In this issue of Blood, Xiang et al identify a novel mechanism, involving activation of the polyol pathway and repression of microRNA-24 (miR-24), through which hyperglycemia augments von Willebrand factor (VWF) expression and secretion.1

Aldose reductase-mediated effects of hyperglycemia on the coagulation system. Flux of glucose via aldose reductase into the polyol pathway generates ROS. ROS formation depresses miR-24, which releases this miRNA’s block on VWF secretion and results in elevated VWF plasma levels. Aldose reductase-mediated ROS formation also causes platelet hyperreactivity and mitochondrial damage. Red lines, negative regulation; black arrows, positive regulation. Professional illustration by Patrick Lane, ScEYEnce Studios.

Hyperglycemia alters glucose metabolism profoundly. Increased flux of glucose into the polyol pathway, when the capacity of the glycolytic pathway is saturated, is one of the major metabolic changes that has been associated with the development of diabetic complications.2 The enzymes aldose reductase and sorbitol dehydrogenase generate sorbitol and fructose in processes that use nicotinamide adenosine dinucleotide phosphate (NADPH) and nicotinamide adenine dinucleotide (NAD+) as cofactors. As increasing amounts of glucose enter the polyol pathway, 2 major mechanisms lead to an increase in oxidant stress: (1) the augmented formation of NADH leads to the production of reactive oxygen species (ROS) by NADH oxidase, and (2) the depletion of NADPH causes reduction of cytosolic glutathione levels, impairing the antioxidant defense system of the cell. Xiang et al discover that polyol pathway-mediated oxidant stress represses miR-24, which leads to elevated plasma VWF concentrations in hyperglycemia (see figure).1 Previous work conducted in the same laboratory showed that polyol-mediated oxidant stress also contributes to platelet hyperreactivity and platelet mitochondrial damage in diabetic patients (see figure).3,4

Mature VWF mediates platelet adhesion and aggregation and stabilizes blood coagulation factor VIII.5 Elevated VWF levels have been associated with arterial thrombosis6 and poor glycemic control.7 However, whether and how high glucose might cause upregulation of VWF remain unknown.

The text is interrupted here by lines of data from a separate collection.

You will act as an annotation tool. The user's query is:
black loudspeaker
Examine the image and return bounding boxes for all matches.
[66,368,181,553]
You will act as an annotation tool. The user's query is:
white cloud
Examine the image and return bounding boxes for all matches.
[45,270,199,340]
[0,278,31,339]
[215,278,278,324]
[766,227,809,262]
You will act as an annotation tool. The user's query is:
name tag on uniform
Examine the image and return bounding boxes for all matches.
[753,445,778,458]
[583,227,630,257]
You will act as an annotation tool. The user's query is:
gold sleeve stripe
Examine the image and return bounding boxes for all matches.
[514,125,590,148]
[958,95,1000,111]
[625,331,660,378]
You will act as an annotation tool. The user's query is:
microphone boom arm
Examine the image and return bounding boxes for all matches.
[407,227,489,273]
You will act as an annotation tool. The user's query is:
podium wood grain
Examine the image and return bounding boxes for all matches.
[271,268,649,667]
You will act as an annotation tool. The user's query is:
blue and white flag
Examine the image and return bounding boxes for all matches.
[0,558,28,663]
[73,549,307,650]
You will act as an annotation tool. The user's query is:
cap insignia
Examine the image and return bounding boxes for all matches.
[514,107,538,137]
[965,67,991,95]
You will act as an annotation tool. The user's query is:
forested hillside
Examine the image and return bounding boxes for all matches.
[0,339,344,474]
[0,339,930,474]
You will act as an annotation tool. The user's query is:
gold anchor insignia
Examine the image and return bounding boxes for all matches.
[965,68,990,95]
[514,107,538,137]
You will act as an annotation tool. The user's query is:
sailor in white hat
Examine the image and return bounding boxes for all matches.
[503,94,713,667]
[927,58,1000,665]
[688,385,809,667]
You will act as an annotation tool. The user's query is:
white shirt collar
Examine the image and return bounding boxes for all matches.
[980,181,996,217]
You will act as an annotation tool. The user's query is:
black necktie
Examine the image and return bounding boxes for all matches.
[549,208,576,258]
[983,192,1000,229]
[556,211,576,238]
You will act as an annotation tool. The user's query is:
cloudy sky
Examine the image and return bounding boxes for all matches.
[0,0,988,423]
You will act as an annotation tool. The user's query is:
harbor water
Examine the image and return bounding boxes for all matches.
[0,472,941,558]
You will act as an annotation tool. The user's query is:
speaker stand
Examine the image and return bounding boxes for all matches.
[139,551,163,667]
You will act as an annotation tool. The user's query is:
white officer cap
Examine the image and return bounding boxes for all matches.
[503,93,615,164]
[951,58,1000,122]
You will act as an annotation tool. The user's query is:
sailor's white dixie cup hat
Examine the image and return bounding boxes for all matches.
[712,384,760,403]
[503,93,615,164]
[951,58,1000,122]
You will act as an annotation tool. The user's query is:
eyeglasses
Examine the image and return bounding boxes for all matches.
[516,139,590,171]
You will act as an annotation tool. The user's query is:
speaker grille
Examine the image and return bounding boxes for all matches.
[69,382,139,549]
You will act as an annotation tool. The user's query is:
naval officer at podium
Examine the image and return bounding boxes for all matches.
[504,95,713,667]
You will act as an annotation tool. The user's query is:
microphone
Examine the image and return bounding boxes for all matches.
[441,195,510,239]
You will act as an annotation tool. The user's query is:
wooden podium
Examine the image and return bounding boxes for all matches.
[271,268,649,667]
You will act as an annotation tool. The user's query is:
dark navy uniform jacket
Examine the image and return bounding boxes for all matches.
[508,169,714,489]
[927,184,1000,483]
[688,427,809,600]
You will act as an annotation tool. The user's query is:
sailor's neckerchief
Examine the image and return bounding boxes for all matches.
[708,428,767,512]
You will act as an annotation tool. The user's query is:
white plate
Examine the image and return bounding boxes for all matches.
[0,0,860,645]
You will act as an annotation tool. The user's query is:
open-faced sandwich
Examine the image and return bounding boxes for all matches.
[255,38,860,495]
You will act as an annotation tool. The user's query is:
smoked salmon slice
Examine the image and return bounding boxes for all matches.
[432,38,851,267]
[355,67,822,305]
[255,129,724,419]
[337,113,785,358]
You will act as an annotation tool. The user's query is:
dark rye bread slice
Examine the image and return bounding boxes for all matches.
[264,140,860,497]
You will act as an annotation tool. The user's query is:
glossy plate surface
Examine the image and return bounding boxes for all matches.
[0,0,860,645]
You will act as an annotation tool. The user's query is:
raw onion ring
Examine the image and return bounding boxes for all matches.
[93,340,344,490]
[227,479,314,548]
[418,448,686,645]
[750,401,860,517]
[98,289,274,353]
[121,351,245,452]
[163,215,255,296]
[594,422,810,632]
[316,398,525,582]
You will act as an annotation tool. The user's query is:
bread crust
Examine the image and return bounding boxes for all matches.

Xiang et al hypothesized that miRNAs might be involved in the regulation of VWF and screened 29 candidate miRNAs in reporter gene assays using either the human or the mouse VWF 3′ untranslated region (3′UTR). Although miR-24 was not the only hit, it was the miRNA with the most pronounced effects on both mouse and human VWF 3′UTR activity. As expected, circulating miR-24 levels were reduced and plasma VWF levels elevated in patients with type 1 and type 2 diabetes compared with age- and sex-matched healthy controls.7,8 Importantly, mouse biology recapitulated the observations in humans faithfully. Three diabetic mouse models showed decreased miR-24 and increased VWF levels.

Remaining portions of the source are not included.